Prof. Chazan kolejny raz przekracza granice.
Prof. Chazan kolejny raz przekracza granice. Fot. Jakub Orzechowski/Agencja Gazeta

Profesor Bogdan Chazan, znany z kontrowersyjnych wypowiedzi na temat aborcji wystąpił dzisiaj w programie "RZECZoPOLITYCE", w którym skomentował środowe głosowanie w Sejmie, w którym odrzucono obywatelski projekt komitetu "Ratujmy Kobiety", a przyjęto ten opracowany przez ruch "Zatrzymaj Aborcję".

REKLAMA
Według profesora Chazana, to co stało się podczas środowego głosowania w Sejmie, świadczy o "ewolucji poglądów" parlamentarzystów i zmiany stosunku do aborcji. Wskazywał także na kilkakrotnie mniejsza liczbę podpisów pod projektem liberalizującym przepisy aborcyjne od tego, pochodzącego ze środowisk pro-life.
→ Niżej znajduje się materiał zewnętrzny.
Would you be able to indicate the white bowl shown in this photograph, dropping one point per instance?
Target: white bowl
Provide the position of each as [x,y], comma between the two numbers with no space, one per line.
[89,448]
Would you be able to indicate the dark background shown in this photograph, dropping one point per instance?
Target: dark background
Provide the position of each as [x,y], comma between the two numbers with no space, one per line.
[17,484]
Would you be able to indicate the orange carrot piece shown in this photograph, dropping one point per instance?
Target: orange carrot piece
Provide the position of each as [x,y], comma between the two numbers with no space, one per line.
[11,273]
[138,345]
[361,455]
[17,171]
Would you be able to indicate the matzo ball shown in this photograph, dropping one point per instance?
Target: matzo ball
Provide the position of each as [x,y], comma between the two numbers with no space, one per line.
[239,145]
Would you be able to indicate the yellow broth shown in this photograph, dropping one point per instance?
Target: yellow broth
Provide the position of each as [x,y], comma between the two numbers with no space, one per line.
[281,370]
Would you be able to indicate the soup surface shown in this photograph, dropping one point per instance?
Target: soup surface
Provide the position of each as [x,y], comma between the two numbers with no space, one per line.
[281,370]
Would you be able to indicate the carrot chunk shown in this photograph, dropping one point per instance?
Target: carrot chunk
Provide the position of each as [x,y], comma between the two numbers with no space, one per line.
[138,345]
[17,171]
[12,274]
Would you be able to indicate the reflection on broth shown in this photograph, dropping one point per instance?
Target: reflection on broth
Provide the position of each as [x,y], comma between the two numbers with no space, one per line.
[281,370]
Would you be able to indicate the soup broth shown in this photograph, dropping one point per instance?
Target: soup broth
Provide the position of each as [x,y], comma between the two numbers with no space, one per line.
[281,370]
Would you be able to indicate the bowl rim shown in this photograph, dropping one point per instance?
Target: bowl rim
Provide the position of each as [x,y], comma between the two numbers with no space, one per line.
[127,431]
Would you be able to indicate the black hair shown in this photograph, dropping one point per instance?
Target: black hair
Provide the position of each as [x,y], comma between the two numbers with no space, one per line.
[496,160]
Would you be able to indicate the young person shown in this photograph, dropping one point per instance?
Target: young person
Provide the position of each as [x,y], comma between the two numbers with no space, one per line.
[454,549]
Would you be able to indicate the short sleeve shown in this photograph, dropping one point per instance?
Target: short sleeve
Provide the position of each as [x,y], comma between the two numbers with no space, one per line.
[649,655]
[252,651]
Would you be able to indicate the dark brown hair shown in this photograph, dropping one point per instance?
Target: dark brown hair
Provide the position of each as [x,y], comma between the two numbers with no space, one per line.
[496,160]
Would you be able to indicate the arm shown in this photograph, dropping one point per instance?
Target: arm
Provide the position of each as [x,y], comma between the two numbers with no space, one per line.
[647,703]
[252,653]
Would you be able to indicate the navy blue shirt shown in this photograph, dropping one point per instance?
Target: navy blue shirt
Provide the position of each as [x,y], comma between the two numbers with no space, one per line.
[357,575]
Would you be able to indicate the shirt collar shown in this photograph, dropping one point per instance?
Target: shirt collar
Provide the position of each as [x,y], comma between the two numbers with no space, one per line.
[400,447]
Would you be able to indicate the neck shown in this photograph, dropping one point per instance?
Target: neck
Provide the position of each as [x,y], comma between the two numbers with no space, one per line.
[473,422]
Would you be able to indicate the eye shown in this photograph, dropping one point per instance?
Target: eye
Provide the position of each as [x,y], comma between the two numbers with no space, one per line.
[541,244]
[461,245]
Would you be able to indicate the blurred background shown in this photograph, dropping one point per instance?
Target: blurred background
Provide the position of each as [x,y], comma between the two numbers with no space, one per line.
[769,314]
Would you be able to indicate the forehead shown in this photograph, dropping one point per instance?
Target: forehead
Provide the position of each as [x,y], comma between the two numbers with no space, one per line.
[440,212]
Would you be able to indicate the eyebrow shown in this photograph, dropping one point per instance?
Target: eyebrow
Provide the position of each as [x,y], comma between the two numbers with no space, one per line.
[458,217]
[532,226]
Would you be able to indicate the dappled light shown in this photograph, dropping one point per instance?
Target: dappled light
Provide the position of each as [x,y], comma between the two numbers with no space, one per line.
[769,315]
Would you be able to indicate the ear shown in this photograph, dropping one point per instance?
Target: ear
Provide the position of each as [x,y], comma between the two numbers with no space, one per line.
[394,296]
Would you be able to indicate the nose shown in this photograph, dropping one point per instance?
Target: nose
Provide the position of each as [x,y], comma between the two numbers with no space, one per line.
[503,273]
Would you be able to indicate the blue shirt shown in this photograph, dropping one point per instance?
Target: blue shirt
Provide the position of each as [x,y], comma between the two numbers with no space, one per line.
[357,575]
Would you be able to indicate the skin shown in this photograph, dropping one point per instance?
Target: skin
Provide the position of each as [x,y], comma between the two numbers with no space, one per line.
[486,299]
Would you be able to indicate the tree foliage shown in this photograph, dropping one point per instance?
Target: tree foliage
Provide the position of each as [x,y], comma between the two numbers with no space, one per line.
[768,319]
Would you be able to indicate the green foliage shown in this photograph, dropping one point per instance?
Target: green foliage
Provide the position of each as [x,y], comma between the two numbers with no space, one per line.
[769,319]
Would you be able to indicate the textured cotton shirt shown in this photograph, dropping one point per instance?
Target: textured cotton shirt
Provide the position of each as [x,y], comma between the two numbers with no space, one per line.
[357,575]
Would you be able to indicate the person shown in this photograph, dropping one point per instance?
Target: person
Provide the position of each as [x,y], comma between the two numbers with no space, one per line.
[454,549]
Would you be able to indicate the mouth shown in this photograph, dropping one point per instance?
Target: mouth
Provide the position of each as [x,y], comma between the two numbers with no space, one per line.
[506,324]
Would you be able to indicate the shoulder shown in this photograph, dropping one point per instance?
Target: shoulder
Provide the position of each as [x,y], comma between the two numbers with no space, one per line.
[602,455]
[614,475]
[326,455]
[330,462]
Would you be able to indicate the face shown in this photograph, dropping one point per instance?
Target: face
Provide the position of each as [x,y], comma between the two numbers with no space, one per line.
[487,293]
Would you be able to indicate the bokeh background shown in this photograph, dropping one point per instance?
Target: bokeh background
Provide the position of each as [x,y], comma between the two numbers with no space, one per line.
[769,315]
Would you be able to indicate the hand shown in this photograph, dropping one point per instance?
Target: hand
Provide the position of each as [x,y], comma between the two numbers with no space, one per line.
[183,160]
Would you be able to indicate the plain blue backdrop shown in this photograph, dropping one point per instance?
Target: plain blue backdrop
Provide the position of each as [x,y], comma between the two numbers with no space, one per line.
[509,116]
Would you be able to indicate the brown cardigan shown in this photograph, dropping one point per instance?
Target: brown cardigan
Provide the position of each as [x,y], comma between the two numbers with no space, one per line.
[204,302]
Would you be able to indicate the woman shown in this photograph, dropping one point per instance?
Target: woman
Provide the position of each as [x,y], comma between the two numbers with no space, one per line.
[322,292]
Nie obyło się tez bez kontrowersyjnych wypowiedzi. Według ginekologa, za aborcję powinien być karany nawet... taksówkarz, który wiezie kobietę na zabieg przerywania ciąży. – Jeżeli ktoś przekracza obowiązujące prawo powinien być karany, nieważne czy jest to lekarz wykonujący niedozwoloną procedurę aborcji, położna czy taksówkarz, który dowozi matkę na zabieg zabicia dziecka – powiedział Chazan. Ginekolog zaznaczył, że sam kiedyś brał udział w procederze aborcji i bardzo tego żałuje. Dodał też, że jego zdaniem medycyna nie ma wątpliwości, że życie zaczyna się od połączenia komórki jajowej i plemnika i od tego momentu płodowi należy się szacunek jako człowiekowi.
W rozmowie z "Rzeczpospolitą", Bogdan Chazan pochwalił także dokonania byłego już ministra zdrowia Konstantego Radziwiłła oraz wyraził nadzieję, że nowy minister zdrowia będzie miał szansę na rozwiązanie problemu strajkujących rezydentów.